Women with vaginal dryness and pain on intercourse may be helped with lubricating gels and locally applied estrogen hormone creams, and – in cases of menopausal women – with hormone replacement therapy. In clear cases of androgen insufficiency, women can be prescribed testosterone gels applied locally to restore normal levels of sexual desire.
It is also worth mentioning that quite a few large pharmaceutical companies have investigational drugs for the treatment of female sexual dysfunction in late stages of development, and it is possible to participate in one of the ongoing trials.
Reports on the treatment of Vulvodynia have shown that testosterone cream, biofeedback, low doses of some antidepressants and surgery have all been successful to some degree.

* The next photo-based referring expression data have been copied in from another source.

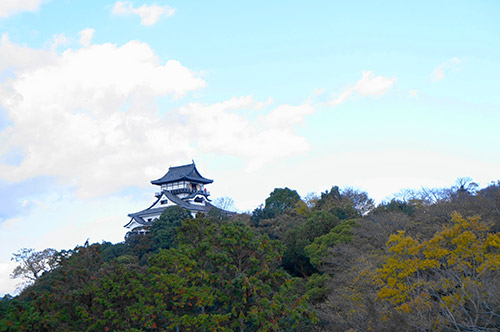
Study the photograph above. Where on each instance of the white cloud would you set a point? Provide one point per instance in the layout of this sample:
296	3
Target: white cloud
220	129
10	7
369	85
149	14
86	37
88	117
453	64
58	40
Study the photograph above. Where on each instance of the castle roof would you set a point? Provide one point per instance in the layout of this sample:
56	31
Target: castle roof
182	173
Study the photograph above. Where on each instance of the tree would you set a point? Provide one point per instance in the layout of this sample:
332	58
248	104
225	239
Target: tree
449	281
34	263
224	203
280	200
164	230
243	270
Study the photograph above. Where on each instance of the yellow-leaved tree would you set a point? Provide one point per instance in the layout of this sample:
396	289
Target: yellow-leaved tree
451	281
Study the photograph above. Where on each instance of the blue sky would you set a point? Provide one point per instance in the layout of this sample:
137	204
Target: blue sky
97	98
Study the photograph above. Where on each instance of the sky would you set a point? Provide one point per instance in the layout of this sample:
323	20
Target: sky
98	98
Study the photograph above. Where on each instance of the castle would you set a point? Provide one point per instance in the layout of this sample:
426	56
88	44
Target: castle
183	186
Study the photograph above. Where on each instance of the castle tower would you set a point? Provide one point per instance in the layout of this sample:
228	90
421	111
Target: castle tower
183	186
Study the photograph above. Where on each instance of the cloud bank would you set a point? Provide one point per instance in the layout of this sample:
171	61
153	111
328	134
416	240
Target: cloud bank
11	7
368	85
149	14
89	118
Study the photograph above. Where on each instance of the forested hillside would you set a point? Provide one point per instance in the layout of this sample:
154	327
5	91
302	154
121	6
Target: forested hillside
427	260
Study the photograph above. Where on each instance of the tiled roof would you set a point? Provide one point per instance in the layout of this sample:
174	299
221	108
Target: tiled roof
181	173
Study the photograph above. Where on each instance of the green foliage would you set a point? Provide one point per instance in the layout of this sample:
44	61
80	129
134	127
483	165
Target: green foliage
212	273
276	204
317	250
451	280
164	230
316	287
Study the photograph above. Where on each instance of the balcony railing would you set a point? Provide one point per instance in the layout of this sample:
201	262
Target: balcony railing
189	191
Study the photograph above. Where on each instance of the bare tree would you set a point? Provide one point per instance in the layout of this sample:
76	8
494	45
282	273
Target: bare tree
224	203
34	263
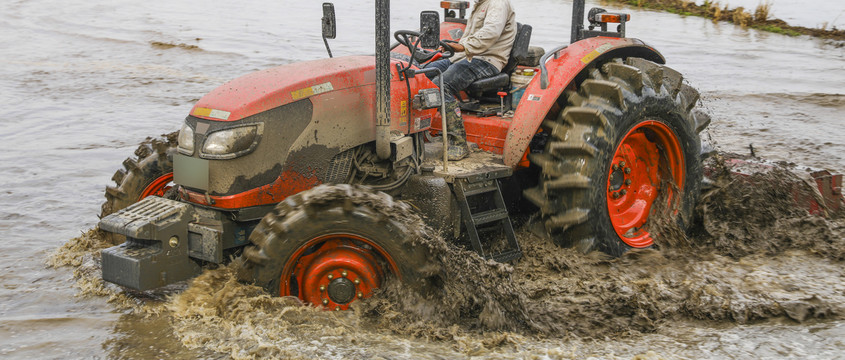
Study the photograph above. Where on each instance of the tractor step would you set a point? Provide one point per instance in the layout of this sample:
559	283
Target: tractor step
482	205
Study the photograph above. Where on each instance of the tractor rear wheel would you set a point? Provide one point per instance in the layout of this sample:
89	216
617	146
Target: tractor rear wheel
149	172
334	244
625	145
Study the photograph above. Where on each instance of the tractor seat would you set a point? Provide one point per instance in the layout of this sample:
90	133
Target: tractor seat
501	80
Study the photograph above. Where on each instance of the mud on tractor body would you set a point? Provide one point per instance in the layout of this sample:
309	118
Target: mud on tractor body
305	171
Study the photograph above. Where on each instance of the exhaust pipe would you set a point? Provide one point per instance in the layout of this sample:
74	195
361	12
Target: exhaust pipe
577	20
383	78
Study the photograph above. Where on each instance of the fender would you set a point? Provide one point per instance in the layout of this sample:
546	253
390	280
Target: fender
561	71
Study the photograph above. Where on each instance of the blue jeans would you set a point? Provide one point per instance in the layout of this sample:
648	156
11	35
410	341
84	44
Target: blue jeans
458	76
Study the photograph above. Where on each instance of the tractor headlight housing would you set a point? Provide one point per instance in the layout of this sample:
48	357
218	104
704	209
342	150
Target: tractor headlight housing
186	140
232	142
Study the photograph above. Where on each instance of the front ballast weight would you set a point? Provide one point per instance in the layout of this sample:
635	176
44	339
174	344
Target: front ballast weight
166	242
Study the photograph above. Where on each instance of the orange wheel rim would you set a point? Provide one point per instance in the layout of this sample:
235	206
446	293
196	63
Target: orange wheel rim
334	270
635	178
158	187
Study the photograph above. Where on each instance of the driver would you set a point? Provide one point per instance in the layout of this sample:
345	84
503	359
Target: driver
482	52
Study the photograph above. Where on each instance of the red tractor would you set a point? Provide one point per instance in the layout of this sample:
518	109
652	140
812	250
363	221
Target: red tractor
280	166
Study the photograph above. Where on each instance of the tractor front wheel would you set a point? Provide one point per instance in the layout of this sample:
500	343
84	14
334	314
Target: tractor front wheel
149	172
332	245
626	145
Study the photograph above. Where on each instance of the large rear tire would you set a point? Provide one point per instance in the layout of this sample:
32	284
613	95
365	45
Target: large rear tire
149	172
626	144
333	244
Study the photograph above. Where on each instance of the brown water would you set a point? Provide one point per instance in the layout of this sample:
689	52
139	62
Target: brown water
83	82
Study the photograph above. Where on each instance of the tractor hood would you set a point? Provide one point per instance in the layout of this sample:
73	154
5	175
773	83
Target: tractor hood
264	90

Behavioral treatments involving many different techniques to treat problems associated with psychologically based orgasm and sexual arousal disorders have been found successful. Masters and Johnson treatment strategies are among the many behavioral therapies used successfully. Simple, open, accurate, and supportive education about sex and sexual behaviors or responses may be all that is required in some cases, just as some couples may benefit from joint counseling to address interpersonal issues and communication styles. Psychotherapy can also help in some cases to address anxieties, fears, inhibitions, or poor body image.